Ben est obnubilé par Lana, complètement dingue d'elle.
Lors d'une soirée, Lana doit faire face à un de ses ex encore fou d'elle (normal, la routine). Alors Ben va surprendre Raphaëlle. Il est complètement bourré et l'attire dans un coin, entre deux toilettes, pas super romantique. Raphaëlle ressent, à ce moment là, les choses très intensément, elle aimerait pouvoir le toucher, l'embrasser doucement et puis fortement, pour lui dire tout ce qu'elle a pu ressentir, toute sa frustration, sa déception. La déception de quelqu'un qui pensait vivre un truc spécial et qui se sent tout à fait ridicule en se rendant compte que ce n'était qu'un délire non partagé.

Elle se contient parce jamais Raphaëlle ne sortira du cadre, jamais elle franchira la limite, elle a une conscience trop omniprésente.
Et là Ben la prend dans ses bras, très fort. Raphaëlle n'a jamais ressenti ça. Il lui dit alors à l'oreille quelque chose dont elle se souviendra longtemps « un jour je te rendrai heureuse, de toutes façons, toi, tu n'es pas une fille d'un soir, toi tu es la fille dont on tombe forcément fou amoureux, tu mérites qu'on soit fou de toi, qu'on soit obsédé par toi, par tes yeux, par ta voix ». Raphaëlle a du mal à réaliser. C'est quoi ça ? Dans quelle position il la met là ? Elle est touchée, excitée, bouche bée et en même temps hyper énervée. Il la laisse avec ça... Démerde-toi quoi... Et il retourne voir sa meuf évidemment. Ce couple la tue...

Ce couple d'ailleurs sonne faux : lui donne trop, il est fou amoureux, elle, se lasse. Trop de musiques romantiques, trop de poèmes, ça la barbe. Elle devient distante et entretient ainsi le mythe Lana qui rend fou tous les mecs. Elle pousse à la rupture, comme à chaque fois. Elle a un vrai pouvoir sur les mecs. Sur tous les mecs sans exception, la preuve. Lana lui brisera le cœur.

Alors Ben ira totalement vers Raphaëlle, comme dans tous bons films d'adolescents, les deux âmes sœurs devraient finir ensemble. Cela ne se fera jamais. Raphaëlle n'ira jamais au devant de Lana pour qui ses ex sont des terrains privés. Et puis, la déception elle ne veut pas la ressentir deux fois. En idéalisant ce qu'aurait pu être cette histoire, Raphaëlle ne sera jamais déçue.

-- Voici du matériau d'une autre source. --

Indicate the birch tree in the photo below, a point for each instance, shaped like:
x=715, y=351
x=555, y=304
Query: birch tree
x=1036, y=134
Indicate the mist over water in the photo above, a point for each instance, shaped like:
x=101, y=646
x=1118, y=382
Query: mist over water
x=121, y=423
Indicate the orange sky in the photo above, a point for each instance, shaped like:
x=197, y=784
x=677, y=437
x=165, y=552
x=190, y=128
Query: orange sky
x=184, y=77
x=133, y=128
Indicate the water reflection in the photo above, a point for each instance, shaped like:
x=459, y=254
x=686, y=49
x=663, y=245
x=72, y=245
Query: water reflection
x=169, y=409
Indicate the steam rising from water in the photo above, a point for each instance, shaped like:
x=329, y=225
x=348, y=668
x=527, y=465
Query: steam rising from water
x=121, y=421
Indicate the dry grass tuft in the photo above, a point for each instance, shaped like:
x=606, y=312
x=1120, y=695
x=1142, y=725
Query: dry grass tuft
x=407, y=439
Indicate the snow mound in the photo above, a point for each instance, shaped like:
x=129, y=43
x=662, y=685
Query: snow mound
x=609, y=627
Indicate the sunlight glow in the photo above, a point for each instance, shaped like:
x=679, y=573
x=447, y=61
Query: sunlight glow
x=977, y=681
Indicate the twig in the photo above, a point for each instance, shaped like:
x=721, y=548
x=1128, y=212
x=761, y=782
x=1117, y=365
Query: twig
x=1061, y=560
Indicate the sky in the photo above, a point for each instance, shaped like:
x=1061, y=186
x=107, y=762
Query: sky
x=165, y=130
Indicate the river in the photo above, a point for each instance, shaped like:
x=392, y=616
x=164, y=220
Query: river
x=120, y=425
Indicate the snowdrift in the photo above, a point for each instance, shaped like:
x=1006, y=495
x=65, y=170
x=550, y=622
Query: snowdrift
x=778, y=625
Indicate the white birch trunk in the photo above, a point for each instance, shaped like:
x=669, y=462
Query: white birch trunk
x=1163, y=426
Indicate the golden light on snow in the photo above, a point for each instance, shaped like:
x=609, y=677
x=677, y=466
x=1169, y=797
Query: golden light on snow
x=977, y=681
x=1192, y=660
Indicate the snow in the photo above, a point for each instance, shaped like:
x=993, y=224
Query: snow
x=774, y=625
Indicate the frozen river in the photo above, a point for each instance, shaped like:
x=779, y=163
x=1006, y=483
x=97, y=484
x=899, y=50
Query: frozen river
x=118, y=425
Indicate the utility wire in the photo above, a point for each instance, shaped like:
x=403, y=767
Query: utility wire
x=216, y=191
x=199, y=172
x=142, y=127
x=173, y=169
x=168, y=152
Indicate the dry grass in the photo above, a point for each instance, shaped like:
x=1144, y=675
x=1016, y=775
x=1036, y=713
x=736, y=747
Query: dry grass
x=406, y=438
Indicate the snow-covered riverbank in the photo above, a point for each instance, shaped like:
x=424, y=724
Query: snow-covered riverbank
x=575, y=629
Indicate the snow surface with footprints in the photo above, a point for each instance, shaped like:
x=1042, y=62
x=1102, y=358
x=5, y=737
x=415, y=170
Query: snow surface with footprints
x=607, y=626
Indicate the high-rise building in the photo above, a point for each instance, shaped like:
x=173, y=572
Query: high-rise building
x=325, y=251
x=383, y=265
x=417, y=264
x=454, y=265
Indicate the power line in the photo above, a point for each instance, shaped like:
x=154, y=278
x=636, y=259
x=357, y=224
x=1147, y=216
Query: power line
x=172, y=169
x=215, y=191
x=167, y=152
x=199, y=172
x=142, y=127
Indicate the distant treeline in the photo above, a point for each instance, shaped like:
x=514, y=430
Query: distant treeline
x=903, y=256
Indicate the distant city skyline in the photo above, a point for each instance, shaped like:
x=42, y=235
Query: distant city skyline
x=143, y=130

Finalement elle refera même une rencontre sensiblement identique à celle-ci, bien plus tard, et comme pour celle avec Ben, elle laissera s'installer un joli flou artistique autour de ce coup de cœur. Jamais, elle ne s'écoutera totalement, jamais elle ne franchira l'infranchissable limite du « pas bien ». Elle ne prendra jamais de risques, jamais elle ne prendra sa vie totalement en main, et partout elle trouvera une Lana qui est tout ce qu'elle n'est pas.

Telle est la morale de cette histoire. Raphaëlle gardera une image idéalisée de Ben, qu'elle ne peut plus revoir car il est parti. Alors les regrets la hanteront, et elle s'inventera des scénarios. Et deviendra une espèce de Emma Bovary qui rêve une vie tout en en vivant une autre.